Opondo-se aos processos de normalização hegemônicos do início do século XX, Vigotski explicou a deficiência como condição humana de desenvolvimento, considerando o entretecimento entre a dimensão orgânica e a social, a biológica e a cultural. Ao assumirmos a relação dialética, intrinsicamente constitutiva entre sujeito e meio, argumentamos que, se o meio é fonte de desenvolvimento (Prestes; Tunes, 2018), este também se configura como lócus de impedimentos. Nessa perspectiva, problematizar a condição de deficiência significa questionar o tipo psicofisiológico humano desejado em determinada ordem social. A concepção dialética de deficiência, portanto, traz argumentos para o redimensionamento político, econômico e ideológico do meio social.
Em relação à educação sob o paradigma inclusivo, realçamos os avanços no âmbito normativo da responsabilização do Estado em assegurar e promover a educação das pessoas com deficiência. Também, destacamos a indução da escolarização desses alunos nas escolas comuns. Contudo, a elaboração de políticas educacionais em sistemas neoliberais mantém portas abertas para propostas atreladas ao setor filantrópico, privado-assistencialista, o qual tem forte presença na história da educação especial brasileira (Jannuzzi, 2004; Laplane; Caiado; Kassar, 2016).

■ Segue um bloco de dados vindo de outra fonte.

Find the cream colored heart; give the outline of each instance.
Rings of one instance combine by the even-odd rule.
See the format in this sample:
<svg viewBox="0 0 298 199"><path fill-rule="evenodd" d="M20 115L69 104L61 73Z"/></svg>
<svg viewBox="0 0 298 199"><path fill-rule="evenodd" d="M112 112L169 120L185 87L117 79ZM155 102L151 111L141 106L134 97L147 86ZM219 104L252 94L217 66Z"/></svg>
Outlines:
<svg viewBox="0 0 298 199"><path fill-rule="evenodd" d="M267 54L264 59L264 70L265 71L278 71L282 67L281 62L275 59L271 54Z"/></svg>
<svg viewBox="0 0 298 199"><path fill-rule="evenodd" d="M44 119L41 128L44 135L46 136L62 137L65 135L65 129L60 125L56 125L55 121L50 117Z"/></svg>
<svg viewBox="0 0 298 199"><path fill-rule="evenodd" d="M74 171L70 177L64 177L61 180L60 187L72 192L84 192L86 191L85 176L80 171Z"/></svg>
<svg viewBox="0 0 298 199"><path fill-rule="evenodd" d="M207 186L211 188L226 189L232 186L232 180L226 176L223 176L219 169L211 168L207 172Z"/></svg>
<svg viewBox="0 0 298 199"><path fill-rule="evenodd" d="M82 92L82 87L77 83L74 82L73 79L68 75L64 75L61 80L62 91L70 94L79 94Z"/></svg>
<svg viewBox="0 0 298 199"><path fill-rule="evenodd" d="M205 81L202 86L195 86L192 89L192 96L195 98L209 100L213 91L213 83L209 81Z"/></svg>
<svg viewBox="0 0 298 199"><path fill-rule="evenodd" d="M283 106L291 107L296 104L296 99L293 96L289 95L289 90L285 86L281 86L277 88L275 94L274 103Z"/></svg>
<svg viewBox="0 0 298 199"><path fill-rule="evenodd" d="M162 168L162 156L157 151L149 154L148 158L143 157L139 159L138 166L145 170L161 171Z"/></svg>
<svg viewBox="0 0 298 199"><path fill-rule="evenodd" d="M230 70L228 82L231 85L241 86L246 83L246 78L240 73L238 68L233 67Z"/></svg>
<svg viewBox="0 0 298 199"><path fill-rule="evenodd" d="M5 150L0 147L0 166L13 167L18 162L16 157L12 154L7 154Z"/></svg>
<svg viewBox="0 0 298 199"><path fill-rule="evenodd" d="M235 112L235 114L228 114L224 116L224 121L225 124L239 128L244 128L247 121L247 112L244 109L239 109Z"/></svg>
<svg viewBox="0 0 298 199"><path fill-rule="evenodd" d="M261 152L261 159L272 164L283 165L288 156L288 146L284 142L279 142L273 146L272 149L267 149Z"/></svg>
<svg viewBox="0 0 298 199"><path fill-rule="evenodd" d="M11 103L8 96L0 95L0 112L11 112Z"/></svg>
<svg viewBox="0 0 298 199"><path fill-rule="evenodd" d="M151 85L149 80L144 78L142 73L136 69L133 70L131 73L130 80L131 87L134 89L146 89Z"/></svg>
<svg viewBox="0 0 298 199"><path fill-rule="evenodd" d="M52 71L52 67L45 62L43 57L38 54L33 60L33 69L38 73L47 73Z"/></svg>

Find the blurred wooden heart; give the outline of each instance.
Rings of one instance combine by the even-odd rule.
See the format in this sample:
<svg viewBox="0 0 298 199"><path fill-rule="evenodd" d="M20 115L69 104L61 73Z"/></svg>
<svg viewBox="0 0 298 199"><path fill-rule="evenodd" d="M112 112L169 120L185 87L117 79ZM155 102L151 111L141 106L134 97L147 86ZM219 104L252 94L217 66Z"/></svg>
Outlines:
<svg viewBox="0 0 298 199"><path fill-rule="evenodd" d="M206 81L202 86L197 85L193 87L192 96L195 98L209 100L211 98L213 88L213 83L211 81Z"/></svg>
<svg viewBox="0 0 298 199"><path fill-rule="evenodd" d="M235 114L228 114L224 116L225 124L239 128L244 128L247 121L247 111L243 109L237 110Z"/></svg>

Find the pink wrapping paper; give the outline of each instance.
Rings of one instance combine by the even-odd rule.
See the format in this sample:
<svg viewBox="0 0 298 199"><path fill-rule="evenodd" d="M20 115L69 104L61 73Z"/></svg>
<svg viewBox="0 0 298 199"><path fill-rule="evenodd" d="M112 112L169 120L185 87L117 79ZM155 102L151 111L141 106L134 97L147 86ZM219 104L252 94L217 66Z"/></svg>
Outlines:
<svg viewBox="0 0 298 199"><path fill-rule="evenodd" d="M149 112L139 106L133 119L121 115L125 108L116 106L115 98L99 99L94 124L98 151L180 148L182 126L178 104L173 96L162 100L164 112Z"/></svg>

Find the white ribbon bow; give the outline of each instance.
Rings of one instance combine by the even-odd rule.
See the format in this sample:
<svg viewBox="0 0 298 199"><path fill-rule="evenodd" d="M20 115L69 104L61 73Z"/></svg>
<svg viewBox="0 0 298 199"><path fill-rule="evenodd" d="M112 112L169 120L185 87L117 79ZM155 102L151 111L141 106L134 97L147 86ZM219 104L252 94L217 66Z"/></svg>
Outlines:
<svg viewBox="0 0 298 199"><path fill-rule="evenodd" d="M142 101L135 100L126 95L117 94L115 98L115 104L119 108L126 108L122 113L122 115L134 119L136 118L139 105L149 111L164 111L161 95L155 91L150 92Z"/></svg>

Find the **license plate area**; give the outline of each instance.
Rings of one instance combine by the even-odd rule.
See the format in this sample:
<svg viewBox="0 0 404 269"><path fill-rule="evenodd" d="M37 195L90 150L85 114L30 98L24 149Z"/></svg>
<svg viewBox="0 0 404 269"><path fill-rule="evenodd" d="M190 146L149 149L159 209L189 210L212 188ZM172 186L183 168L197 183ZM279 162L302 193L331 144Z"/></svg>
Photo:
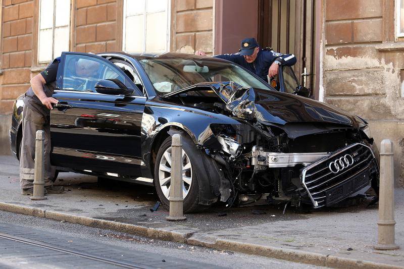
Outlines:
<svg viewBox="0 0 404 269"><path fill-rule="evenodd" d="M369 182L369 171L364 171L346 182L326 191L326 205L331 205L358 191Z"/></svg>

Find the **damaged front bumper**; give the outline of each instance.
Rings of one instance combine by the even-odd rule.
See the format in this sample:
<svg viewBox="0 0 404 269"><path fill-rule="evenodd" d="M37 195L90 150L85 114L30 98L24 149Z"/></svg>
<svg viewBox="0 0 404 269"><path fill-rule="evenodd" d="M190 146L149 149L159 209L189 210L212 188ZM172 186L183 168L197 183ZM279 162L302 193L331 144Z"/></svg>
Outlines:
<svg viewBox="0 0 404 269"><path fill-rule="evenodd" d="M369 188L372 176L378 172L371 148L357 143L306 167L300 179L314 207L318 208Z"/></svg>
<svg viewBox="0 0 404 269"><path fill-rule="evenodd" d="M360 143L332 153L270 152L255 146L251 155L255 170L302 166L300 184L296 185L300 187L298 189L304 201L311 202L314 208L331 206L364 193L378 172L373 150Z"/></svg>

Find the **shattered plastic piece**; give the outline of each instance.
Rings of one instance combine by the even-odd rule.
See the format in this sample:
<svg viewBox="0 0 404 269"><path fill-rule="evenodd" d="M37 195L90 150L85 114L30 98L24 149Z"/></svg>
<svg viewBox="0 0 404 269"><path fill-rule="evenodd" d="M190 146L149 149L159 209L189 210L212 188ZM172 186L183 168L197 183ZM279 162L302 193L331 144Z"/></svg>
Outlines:
<svg viewBox="0 0 404 269"><path fill-rule="evenodd" d="M150 208L150 211L151 211L152 212L157 211L157 209L159 209L159 206L160 206L160 204L161 204L161 203L159 201L157 201L157 202L156 202L156 204L155 204L155 206L153 206L153 208Z"/></svg>
<svg viewBox="0 0 404 269"><path fill-rule="evenodd" d="M252 209L251 212L255 215L262 215L263 214L266 214L267 212L263 210Z"/></svg>

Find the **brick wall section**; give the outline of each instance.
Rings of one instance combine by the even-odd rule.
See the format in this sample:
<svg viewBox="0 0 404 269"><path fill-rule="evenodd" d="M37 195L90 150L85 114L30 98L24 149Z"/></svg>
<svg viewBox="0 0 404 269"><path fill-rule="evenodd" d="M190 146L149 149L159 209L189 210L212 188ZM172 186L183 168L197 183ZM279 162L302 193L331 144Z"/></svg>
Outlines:
<svg viewBox="0 0 404 269"><path fill-rule="evenodd" d="M16 98L29 86L32 54L33 2L3 2L0 114L11 113Z"/></svg>
<svg viewBox="0 0 404 269"><path fill-rule="evenodd" d="M213 0L176 0L173 50L213 52Z"/></svg>
<svg viewBox="0 0 404 269"><path fill-rule="evenodd" d="M77 51L121 50L116 41L116 0L77 0L76 8Z"/></svg>
<svg viewBox="0 0 404 269"><path fill-rule="evenodd" d="M325 1L323 81L326 102L366 119L377 145L393 142L396 182L404 187L404 43L394 40L394 3ZM397 48L383 49L390 46Z"/></svg>

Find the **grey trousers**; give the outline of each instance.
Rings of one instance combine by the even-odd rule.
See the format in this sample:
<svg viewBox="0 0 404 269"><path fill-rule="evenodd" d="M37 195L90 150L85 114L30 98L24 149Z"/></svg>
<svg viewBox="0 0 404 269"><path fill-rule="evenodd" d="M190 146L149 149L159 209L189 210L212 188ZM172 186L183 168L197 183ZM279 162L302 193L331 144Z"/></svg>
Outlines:
<svg viewBox="0 0 404 269"><path fill-rule="evenodd" d="M50 165L50 126L49 119L32 110L24 106L22 123L22 141L20 155L20 186L22 189L34 186L35 142L36 131L42 130L45 133L44 165L45 186L53 184L56 168Z"/></svg>

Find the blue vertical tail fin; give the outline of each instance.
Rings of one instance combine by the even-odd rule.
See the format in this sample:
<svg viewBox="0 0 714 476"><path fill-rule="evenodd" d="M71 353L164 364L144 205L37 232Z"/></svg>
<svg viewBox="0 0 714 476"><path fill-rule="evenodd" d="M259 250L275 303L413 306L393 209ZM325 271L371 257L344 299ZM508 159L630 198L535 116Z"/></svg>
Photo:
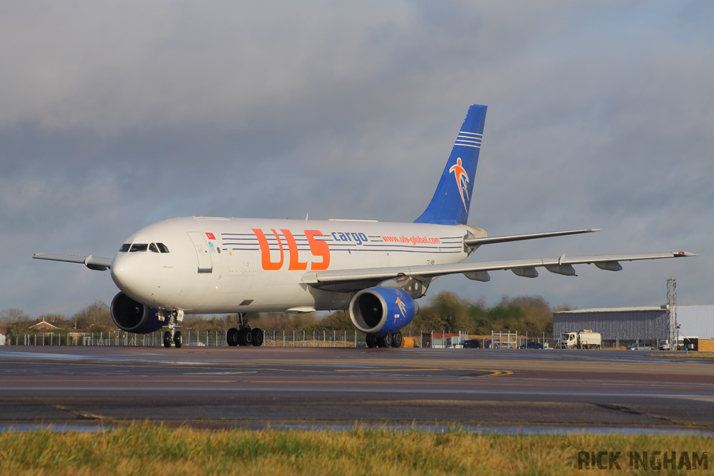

Ainda, pela lógica liberal conservadora, a educação inclusiva é a chave para o desenvolvimento humano, uma vez que sua função visa o empoderamento do sujeito e a qualificação técnica para o mercado de trabalho. A ideia é que a educação abra caminhos para o acesso a outros direitos humanos, dado que um sujeito economicamente ativo tem condições de participar plenamente do ambiente social e cultural e se torna responsável pelo seu processo de desenvolvimento, desonerando o Estado.
O constructo da educação social formulado em outro contexto histórico é baseado na ideia de construção de uma escola unitária, que supere o dualismo ensino comum e ensino especial. Isso pressupõe a construção de um sistema nacional de educação e de proteção social intrínseco a um modelo de sociedade. Nesse sentido, as possibilidades de desenvolvimento humano são sustentadas pela coletividade e pela responsabilidade social do Estado.
Alicerçada na concepção dialética de deficiência que prevê a potência da educação no desenvolvimento integral e cultural da personalidade, a proposta da educação social tem como fim a apropriação dos bens culturais que são produzidos e acumulados historicamente, referenciados pelo trabalho social e laboral. A concepção de educação e de trabalho é ancorada em uma visão social transformadora. Nesta, o trabalho social e laboral constitui e regula o psiquismo humano. Dessa forma, o fim da educação, nesse contexto, é a formação humana orientada para a contribuição singular do indivíduo no desenvolvimento político e social da coletividade e do Estado.
Aqui, reside a principal implicação teórica que aponta para a responsabilidade política de organização de um meio social e educacional orientado para promover a abertura de possibilidades de humanização, com condições de vida dignas, de modo a poder avançar no processo de desenvolvimento humano. A condição de deficiência deve ser tomada como um potencial motivador para o estabelecimento de uma nova ordem social, mais justa e igualitária, que respalde o acesso a todos e a cada um do patrimônio cultural humano historicamente produzido e acumulado. Assim sendo, podemos dizer que a educação escolar se configura, nessa perspectiva, como um direito humano fundamental que potencializa processos emancipatórios (Pino, 2002).